Should PIOs Sit In On Interviews?
I recently had an interesting Twitter “conversation” about whether public information officers (PIOs) should be allowed to sit in on interviews between reporters and researchers. Some good points were raised, and I thought I’d talk about it a little here.
In my opinion, there is no need for me to sit in on an interview between a reporter and a researcher. The researchers I work with are all grown men and women who are quite capable of handling themselves. Furthermore, the researchers know more about the subject of the interview than I do. I bring very little to the table. [Note: I am a PIO for a university with an active research program. I do not work for an industry organization, a federal agency or a private company. This influences my opinion, since PIOs at those types of institutions are, generally speaking, much more likely to want to sit in on interviews, for a variety of reasons.]
However, there are times when I do sit in on interviews. This is usually because the researcher has asked me to. My role in these situations is to provide moral support for the researcher. I don’t think there’s anything wrong with my being there, as long as I don’t interject and cut off the researcher or the reporter.
Sometimes, my presence is actually beneficial to the reporter. If questions come up that the researcher can’t answer, I can sometimes connect the reporter to other researchers who might be able to help. I can also help reporters find (and access) university facilities that can be used for photographs or video footage to accompany the story. But my role – small as it is – ends there. To be clear: I do not answer questions unless they are directed to me. The reporter did not show up to interview me.
What Should Reporters Do?
The Twitter conversation I mentioned was kicked off by a question from reporter Richa Malhotra, who asked whether a reporter should comply if a PIO insists on sitting in on an interview and recording it. [Note: full Storify of the Twitter conversation is available here.]

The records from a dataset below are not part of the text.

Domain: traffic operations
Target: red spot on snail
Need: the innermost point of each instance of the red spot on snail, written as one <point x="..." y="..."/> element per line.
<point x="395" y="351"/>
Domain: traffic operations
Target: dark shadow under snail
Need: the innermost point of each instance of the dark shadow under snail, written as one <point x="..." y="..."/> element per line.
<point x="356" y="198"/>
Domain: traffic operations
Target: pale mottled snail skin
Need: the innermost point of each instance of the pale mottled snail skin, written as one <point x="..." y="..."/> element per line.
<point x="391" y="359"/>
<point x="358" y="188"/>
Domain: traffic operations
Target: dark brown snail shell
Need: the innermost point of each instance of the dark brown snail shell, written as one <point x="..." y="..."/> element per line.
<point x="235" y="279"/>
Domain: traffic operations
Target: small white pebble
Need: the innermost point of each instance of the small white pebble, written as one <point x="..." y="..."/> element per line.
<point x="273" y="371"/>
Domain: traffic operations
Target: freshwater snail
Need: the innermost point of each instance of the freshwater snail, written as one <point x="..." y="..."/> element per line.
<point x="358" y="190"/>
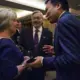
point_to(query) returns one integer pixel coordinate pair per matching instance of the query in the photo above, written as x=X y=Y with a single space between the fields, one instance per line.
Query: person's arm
x=69 y=45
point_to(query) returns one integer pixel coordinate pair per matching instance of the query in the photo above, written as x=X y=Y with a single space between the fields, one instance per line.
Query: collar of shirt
x=39 y=33
x=61 y=14
x=40 y=29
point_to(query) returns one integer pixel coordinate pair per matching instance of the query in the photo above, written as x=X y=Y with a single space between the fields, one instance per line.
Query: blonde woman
x=13 y=61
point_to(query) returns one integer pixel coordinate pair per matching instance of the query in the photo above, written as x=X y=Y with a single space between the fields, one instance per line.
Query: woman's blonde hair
x=6 y=15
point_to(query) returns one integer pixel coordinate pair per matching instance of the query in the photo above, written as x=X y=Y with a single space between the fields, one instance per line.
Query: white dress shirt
x=39 y=33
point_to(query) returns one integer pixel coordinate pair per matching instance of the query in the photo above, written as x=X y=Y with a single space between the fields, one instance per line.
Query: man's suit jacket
x=10 y=57
x=16 y=37
x=67 y=49
x=26 y=39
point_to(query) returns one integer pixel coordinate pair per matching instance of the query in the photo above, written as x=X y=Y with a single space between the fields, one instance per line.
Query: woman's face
x=13 y=26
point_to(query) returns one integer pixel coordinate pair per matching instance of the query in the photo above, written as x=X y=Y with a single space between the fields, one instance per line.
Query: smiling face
x=37 y=19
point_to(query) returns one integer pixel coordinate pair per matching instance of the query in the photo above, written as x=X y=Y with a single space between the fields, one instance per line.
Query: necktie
x=36 y=42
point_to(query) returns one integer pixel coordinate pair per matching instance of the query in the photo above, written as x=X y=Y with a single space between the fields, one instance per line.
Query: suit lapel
x=42 y=36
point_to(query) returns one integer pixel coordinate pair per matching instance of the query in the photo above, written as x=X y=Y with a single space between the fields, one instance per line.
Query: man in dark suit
x=66 y=42
x=16 y=36
x=33 y=40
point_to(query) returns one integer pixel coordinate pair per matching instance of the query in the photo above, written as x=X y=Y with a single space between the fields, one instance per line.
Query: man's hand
x=48 y=49
x=37 y=63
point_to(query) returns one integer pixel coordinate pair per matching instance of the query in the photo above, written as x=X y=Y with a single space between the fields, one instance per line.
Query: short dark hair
x=64 y=3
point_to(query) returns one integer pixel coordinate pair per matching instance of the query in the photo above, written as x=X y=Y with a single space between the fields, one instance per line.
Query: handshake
x=37 y=61
x=33 y=62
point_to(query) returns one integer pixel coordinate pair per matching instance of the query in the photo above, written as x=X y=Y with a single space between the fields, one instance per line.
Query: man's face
x=37 y=20
x=51 y=12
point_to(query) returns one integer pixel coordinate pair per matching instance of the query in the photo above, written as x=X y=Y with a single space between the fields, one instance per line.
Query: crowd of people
x=27 y=53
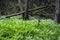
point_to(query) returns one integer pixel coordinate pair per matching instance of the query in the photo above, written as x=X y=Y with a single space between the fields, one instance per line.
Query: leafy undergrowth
x=15 y=29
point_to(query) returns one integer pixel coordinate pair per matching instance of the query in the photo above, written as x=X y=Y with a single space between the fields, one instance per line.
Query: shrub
x=15 y=29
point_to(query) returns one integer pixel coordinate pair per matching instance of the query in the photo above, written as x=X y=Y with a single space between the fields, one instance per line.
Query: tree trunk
x=25 y=15
x=57 y=15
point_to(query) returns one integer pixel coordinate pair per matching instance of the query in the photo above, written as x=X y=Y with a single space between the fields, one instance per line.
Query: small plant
x=16 y=29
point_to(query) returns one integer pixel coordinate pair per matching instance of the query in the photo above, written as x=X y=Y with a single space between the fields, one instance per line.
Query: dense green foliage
x=16 y=29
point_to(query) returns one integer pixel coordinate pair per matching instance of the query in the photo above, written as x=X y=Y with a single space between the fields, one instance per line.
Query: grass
x=16 y=29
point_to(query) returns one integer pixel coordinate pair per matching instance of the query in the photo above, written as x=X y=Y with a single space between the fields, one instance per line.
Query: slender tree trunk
x=30 y=6
x=25 y=15
x=57 y=15
x=20 y=5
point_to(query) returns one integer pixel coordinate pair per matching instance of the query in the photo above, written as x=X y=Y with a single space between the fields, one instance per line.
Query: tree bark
x=25 y=15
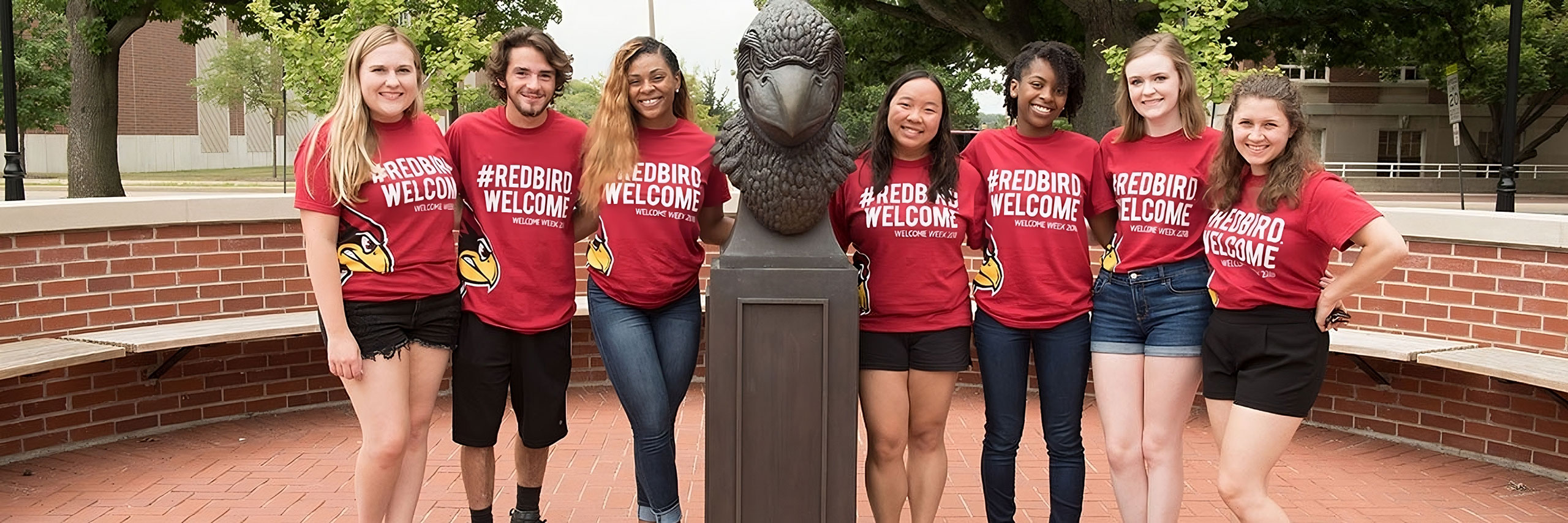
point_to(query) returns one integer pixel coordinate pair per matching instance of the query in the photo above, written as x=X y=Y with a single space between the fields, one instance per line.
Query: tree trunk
x=91 y=149
x=1114 y=26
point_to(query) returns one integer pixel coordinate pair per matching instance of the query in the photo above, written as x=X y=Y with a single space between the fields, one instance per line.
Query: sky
x=703 y=33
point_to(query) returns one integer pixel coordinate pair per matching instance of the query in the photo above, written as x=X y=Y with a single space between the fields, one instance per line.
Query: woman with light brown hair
x=1150 y=299
x=377 y=200
x=1277 y=217
x=653 y=184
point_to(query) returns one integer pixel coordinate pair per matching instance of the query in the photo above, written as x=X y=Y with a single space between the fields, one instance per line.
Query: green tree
x=43 y=86
x=1200 y=27
x=96 y=32
x=703 y=116
x=1431 y=35
x=714 y=96
x=963 y=37
x=248 y=72
x=581 y=97
x=858 y=107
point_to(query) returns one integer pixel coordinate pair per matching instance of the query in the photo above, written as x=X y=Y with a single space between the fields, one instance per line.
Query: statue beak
x=791 y=102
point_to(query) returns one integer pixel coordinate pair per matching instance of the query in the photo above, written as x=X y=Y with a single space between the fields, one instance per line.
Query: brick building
x=162 y=127
x=1359 y=116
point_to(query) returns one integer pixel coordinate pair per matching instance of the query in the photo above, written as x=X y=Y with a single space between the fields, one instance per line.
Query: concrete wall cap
x=1525 y=231
x=59 y=215
x=32 y=217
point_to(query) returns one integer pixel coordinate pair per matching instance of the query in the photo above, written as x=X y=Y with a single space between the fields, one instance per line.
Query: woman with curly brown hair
x=1277 y=217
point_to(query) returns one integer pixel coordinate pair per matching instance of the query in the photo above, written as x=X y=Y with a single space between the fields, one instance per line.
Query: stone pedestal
x=782 y=378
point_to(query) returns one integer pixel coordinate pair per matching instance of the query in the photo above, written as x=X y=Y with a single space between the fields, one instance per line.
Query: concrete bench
x=175 y=336
x=1360 y=345
x=1547 y=372
x=44 y=355
x=194 y=334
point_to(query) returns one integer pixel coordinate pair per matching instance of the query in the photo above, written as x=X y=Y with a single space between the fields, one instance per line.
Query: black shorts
x=935 y=352
x=1269 y=359
x=386 y=328
x=488 y=362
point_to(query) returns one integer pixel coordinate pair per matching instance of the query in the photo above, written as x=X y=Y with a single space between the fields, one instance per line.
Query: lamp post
x=651 y=19
x=13 y=140
x=1510 y=102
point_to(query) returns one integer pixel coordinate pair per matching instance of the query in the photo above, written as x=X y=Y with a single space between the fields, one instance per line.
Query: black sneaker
x=526 y=517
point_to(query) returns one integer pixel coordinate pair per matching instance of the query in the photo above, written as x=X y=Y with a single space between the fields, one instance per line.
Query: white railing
x=1441 y=170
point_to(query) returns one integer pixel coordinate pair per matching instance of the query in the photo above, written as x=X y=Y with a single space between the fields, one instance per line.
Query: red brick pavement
x=297 y=467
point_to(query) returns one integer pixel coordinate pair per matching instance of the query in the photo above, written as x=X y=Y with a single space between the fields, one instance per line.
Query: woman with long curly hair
x=651 y=181
x=1277 y=217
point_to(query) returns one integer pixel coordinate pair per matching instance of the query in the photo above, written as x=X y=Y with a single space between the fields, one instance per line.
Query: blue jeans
x=650 y=356
x=1161 y=310
x=1062 y=369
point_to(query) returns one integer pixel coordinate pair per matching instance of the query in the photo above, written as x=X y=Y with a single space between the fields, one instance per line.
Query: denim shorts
x=386 y=328
x=1159 y=310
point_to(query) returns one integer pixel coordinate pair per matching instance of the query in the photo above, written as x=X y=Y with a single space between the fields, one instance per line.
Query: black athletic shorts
x=490 y=361
x=1269 y=359
x=386 y=328
x=935 y=352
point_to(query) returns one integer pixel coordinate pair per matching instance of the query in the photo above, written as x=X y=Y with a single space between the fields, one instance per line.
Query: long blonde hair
x=1188 y=102
x=350 y=135
x=611 y=148
x=1288 y=171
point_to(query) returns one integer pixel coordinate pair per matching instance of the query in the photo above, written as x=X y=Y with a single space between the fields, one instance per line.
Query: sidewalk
x=297 y=467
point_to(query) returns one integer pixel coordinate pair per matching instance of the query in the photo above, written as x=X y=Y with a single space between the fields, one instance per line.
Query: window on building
x=1399 y=152
x=1297 y=72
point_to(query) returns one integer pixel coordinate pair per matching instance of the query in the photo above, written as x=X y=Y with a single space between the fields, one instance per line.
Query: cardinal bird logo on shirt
x=477 y=262
x=600 y=256
x=1213 y=295
x=361 y=246
x=1110 y=259
x=990 y=274
x=863 y=266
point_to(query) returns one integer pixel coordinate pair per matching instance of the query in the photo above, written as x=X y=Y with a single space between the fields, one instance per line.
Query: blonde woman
x=375 y=196
x=1152 y=299
x=651 y=181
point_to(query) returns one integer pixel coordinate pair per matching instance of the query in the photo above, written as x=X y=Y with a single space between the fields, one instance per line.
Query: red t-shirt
x=1039 y=195
x=397 y=243
x=647 y=252
x=519 y=187
x=1159 y=184
x=908 y=249
x=1278 y=259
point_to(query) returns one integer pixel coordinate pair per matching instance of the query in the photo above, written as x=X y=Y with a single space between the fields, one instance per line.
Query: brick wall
x=1477 y=293
x=1507 y=298
x=154 y=82
x=66 y=282
x=55 y=284
x=104 y=400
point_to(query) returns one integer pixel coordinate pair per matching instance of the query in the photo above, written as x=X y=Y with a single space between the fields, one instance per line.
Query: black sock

Why not? If the PIO doesn’t interrupt the interview, it shouldn’t pose a problem. And if the PIO is recording the same conversation that you’re recording, that shouldn’t pose a problem either.
I know it’s not an ideal situation, but it can be the price of admission to talking with a source. In the worst case scenarios, the presence of a PIO can make some researchers clam up, which stinks. But at least you have a chance at getting something out of them. If you can find a way around the PIO, go for it. If not, take what you can get.
Sometimes the PIO will ask for questions in advance. This is understandable, if annoying. When I was a reporter – and even now, when I interview researchers about their work – I never had a prepared list of questions before an interview. I might have two or three general questions to begin the conversation, but then I go where the interview leads me – sometimes to some very surprising places. So, if you’re asked for questions in advance, I’d recommend sending them a list of short, general questions. The only exception here is if they are asking the reporter for questions to make sure they’ve got the right people at the interview. If the interview stems from a paper about “big data” and hurricane prediction, they’ll want to know if you want to focus on the computer science, the meteorology, or both.
Lastly, I urge PIOs to inform reporters about the conditions of the interview well in advance. It’s disconcerting and impolite to blindside a reporter with a bunch of requirements at the last minute.